Aggregate Functions
Aggregate functions compute a single result from a set of input rows. They are typically used with the GROUP BY clause in SELECT statements, but can also be used without GROUP BY to aggregate over all rows. When used in a SELECT with non-aggregate columns and no GROUP BY, the result is a single row.
All standard aggregate functions ignore NULL values (except count(*)). If every input value is NULL, the aggregate returns NULL, with the exception of count() (which returns 0) and total() (which returns 0.0).
Function Reference
| Function | Return Type | Description |
|---|
avg(X) | REAL | Average of all non-NULL values of X |
count(X) | INTEGER | Count of rows where X is not NULL |
count(*) | INTEGER | Count of all rows in the group |
group_concat(X) | TEXT | Concatenation of all non-NULL values of X, separated by commas |
group_concat(X, Y) | TEXT | Concatenation of all non-NULL values of X, separated by Y |
string_agg(X, Y) | TEXT | Alias for group_concat(X, Y) |
max(X) | same as X | Maximum non-NULL value of X |
min(X) | same as X | Minimum non-NULL value of X |
sum(X) | INTEGER or REAL | Sum of all non-NULL values of X. Returns NULL if all values are NULL |
total(X) | REAL | Sum of all non-NULL values of X. Always returns REAL, 0.0 if all values are NULL |
Detailed Descriptions and Examples
The examples below use the following table:
CREATE TABLE sales (
id INTEGER PRIMARY KEY,
region TEXT,
product TEXT,
amount REAL,
quantity INTEGER
);
INSERT INTO sales VALUES
(1, 'North', 'Widget', 100.00, 5),
(2, 'North', 'Gadget', 250.00, 2),
(3, 'South', 'Widget', 150.00, 8),
(4, 'South', 'Gadget', NULL, 3),
(5, 'North', 'Widget', 200.00, NULL),
(6, 'South', 'Widget', 175.00, 6);
avg(X)
Returns the average of all non-NULL values of X as a REAL (floating-point) number. Returns NULL if all values are NULL.

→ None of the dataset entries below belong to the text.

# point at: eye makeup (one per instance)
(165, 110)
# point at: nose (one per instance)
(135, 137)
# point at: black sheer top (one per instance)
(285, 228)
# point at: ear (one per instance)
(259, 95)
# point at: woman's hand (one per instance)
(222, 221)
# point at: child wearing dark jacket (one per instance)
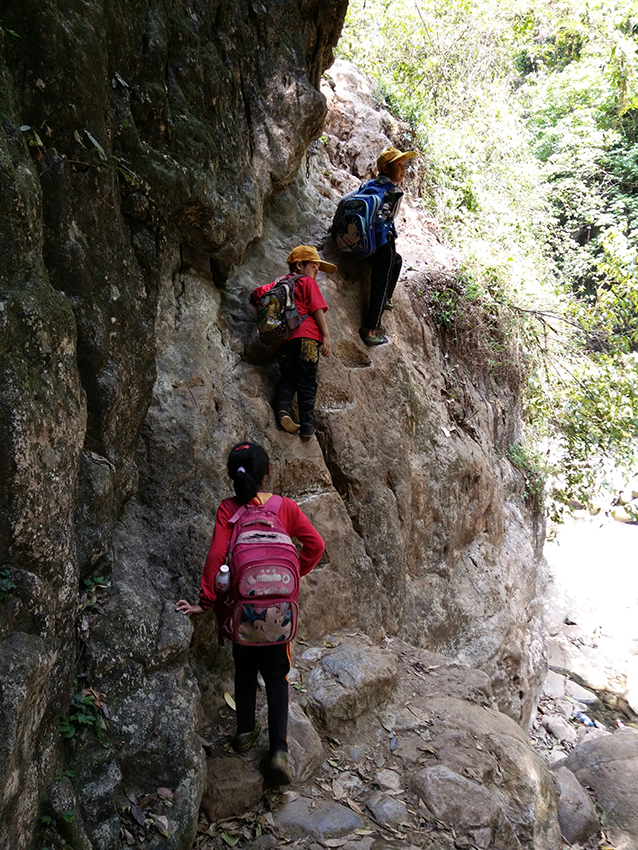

| Parameter | Type | Description |
|---|
| X | any numeric | The expression to average |
Return type: REAL
SELECT avg(amount) FROM sales;
-- 175.0 (sum of non-NULL amounts / count of non-NULL amounts = 875.0 / 5)
SELECT region, avg(amount) AS avg_amount
FROM sales
GROUP BY region;
| region | avg_amount |
|---|
| North | 183.333333333333 |
| South | 162.5 |
avg(X) ignores NULL values in both the sum and the count. In the example above, the South region has three non-NULL amounts (150 + 175 = 325, but also the NULL row is excluded), so the average is computed over the non-NULL values only.
count(X) and count(*)
count(X) returns the number of rows where X is not NULL. count(*) returns the total number of rows in the group, including rows with NULL values.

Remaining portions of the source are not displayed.